猫と鼠の追いかけっこ

 

今日のアレルヤは様子がおかしい。
「ケイって実はすごく小さいんだね」
(アレルヤが大きいだけだよ)
なんて、そんなこと言わなくても伝わればいいのに。
それよりも壁に押し付けられて身動き出来ないのが辛い。
「刹那も私と同じくらいだけどね」
「不思議だね」
「はい?」
噛み合わない会話。悪いのは私じゃない。アレルヤだ。
「ケイは何故か弱々しく見えるんだ。刹那はそんなことないのに」
「まぁ……身体鍛えてないし」
「違う。いや、違わないけど。それだけじゃなくて」
アレルヤの大きな手がぐるりと私の手首を掴んだ。
いきなりのことに驚いて腕を振るけどがっちりと掴まれてしまっている。
「こんなに細い……すぐに折れそうで怖いよ」
そう言ってアレルヤはその手に力を込める。
「痛くない? 大丈夫?」
「痛くないよ、別に、平気」
(このままだと血が止まりそうだけど)
アレルヤの気が済むならそれくらい構わない。
そもそも握り締められてどう骨折するの分からない。どちらかというと『砕ける』といった表現が正しいのかもしれない。
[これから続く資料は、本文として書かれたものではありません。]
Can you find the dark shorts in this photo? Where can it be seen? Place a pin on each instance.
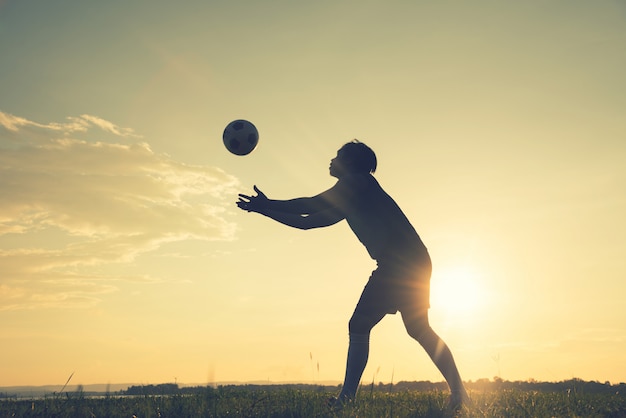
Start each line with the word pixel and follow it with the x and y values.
pixel 392 288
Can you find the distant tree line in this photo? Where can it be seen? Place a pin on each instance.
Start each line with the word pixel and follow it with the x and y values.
pixel 481 385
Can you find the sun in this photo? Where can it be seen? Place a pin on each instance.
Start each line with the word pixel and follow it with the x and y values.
pixel 457 290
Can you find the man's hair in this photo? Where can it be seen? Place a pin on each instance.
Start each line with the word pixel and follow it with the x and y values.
pixel 361 157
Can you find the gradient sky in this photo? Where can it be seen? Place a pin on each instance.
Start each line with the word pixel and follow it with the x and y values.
pixel 500 129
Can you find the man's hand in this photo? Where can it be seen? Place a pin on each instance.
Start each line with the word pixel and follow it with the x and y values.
pixel 253 203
(あーあ)こんなことを考えているなんて、暢気なものだ。
「嘘、吐いてない? 僕は君を傷つけたくないよ」
段々強くなる力。既に皮膚の感覚はなく痛みが骨に直接響いてくる。
けれど「痛い」と、その一言が出なかった。
「うん。平気だよ」
アレルヤに傷つけられるならそれでもいいと思った。
そんな私もアレルヤのことを言えない。かなりの病気だ。